Cost Estimation Methods

Level: Intermediate Module: Cost Terms & Cost Behavior 7 min read Lesson 7 of 67

Overview

What you’ll learn: The high-low method for estimating cost functions, simple regression analysis, interpreting R-squared, choosing between estimation methods, and the data requirements for reliable cost estimation.
Prerequisites: Lesson 6 — Determining How Costs Behave
Estimated reading time: 20 minutes

Introduction

The Grand Historian records: In Lesson 6, we surveyed the landscape of cost estimation — the industrial engineering method, account analysis, and the scatter plot. Each has its merits, but each also has a fatal flaw: subjectivity. Two analysts examining the same scatter plot may draw different lines and arrive at different cost functions. The management accountant who presents subjective estimates to the CFO had better have an excellent explanation — or an updated resume.

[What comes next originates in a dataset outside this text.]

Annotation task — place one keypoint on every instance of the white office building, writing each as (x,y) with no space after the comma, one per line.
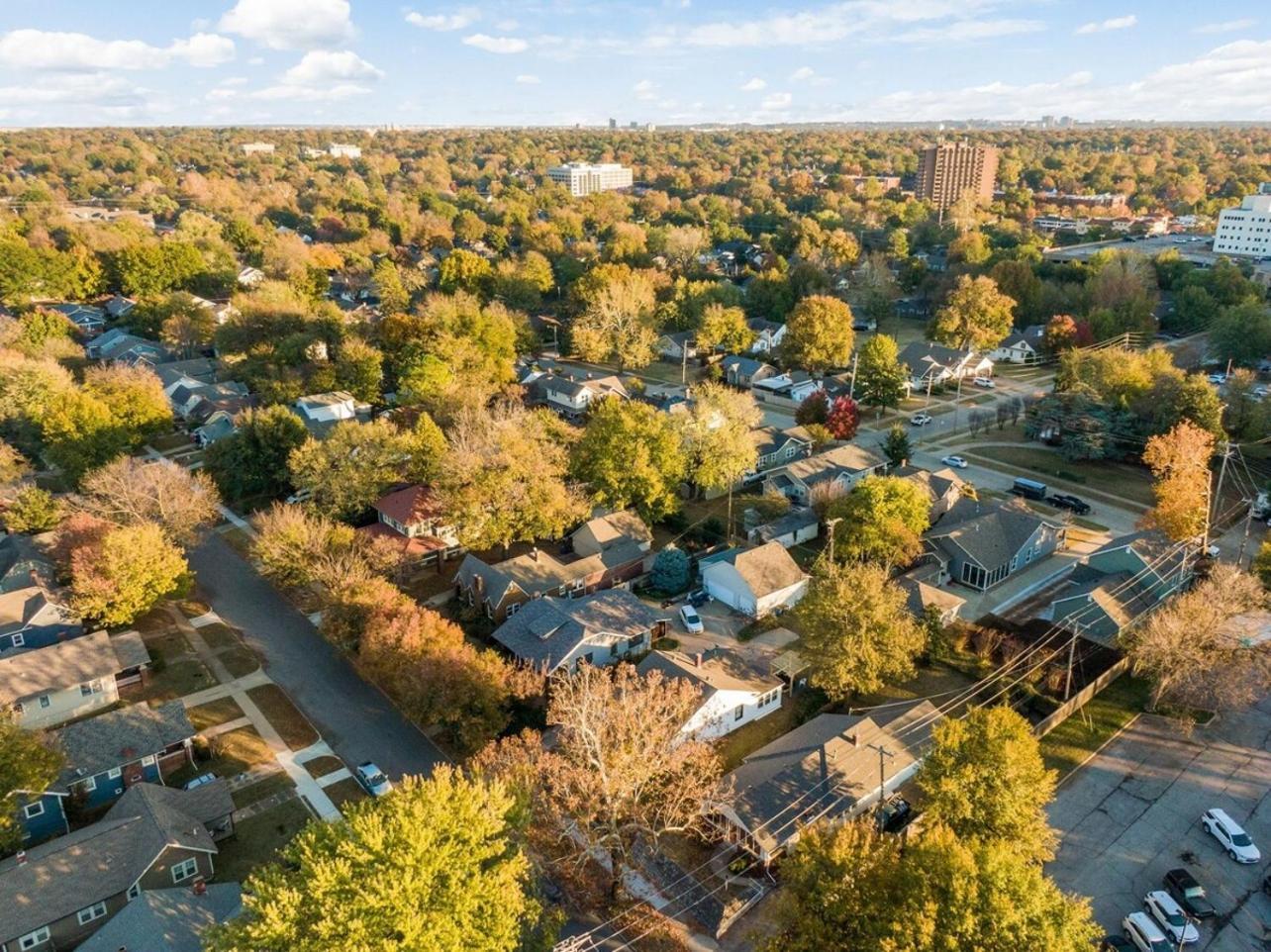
(1245,231)
(583,178)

This lesson introduces two quantitative methods that replace human judgment with mathematical precision. The high-low method offers quick-and-dirty estimation using only two data points. Regression analysis offers rigorous, statistically defensible estimation using all available data points. Together, they form the quantitative backbone of cost estimation. The high-low method is the cavalry scout — fast but imprecise. Regression is the siege artillery — slower to deploy but devastatingly accurate.

The High-Low Method

The high-low method estimates the variable and fixed components of a mixed cost using only the highest and lowest activity observations in the dataset. It draws a straight line between the two extreme points.

Step-by-Step Process

Given the following monthly maintenance cost data:

Month	Machine Hours (X)	Maintenance Cost (Y)
January	1,500	$10,200
February	2,000	$12,400
March	2,500	$13,800
April	3,000	$16,200
May	3,500	$17,600
June	4,000	$19,800

Step 1: Identify the highest and lowest activity levels:

Highest: June — 4,000 machine hours, $19,800
Lowest: January — 1,500 machine hours, $10,200

Step 2: Calculate the variable cost per unit of activity (the slope):

b = (Y_high – Y_low) / (X_high – X_low) = ($19,800 – $10,200) / (4,000 – 1,500) = $9,600 / 2,500 = $3.84 per machine hour

Step 3: Calculate the fixed cost component (the y-intercept):

a = Y_high – b(X_high) = $19,800 – $3.84(4,000) = $19,800 – $15,360 = $4,440

Step 4: Write the cost function:

Y = $4,440 + $3.84X

Advantages of the High-Low Method

Simple, fast, requires no special software — a calculator suffices
Easy to understand and explain to non-accountants
Useful for quick preliminary estimates

Limitations of the High-Low Method

Uses only two data points: All other observations are ignored. If the two extreme points happen to be outliers, the estimate will be severely distorted.
Sensitive to outliers: A single unusual month at the high or low end can skew the entire cost function.
No measure of goodness of fit: Unlike regression, there is no R-squared or statistical test to evaluate accuracy.
Ignores the pattern: The relationship suggested by the middle observations is completely ignored.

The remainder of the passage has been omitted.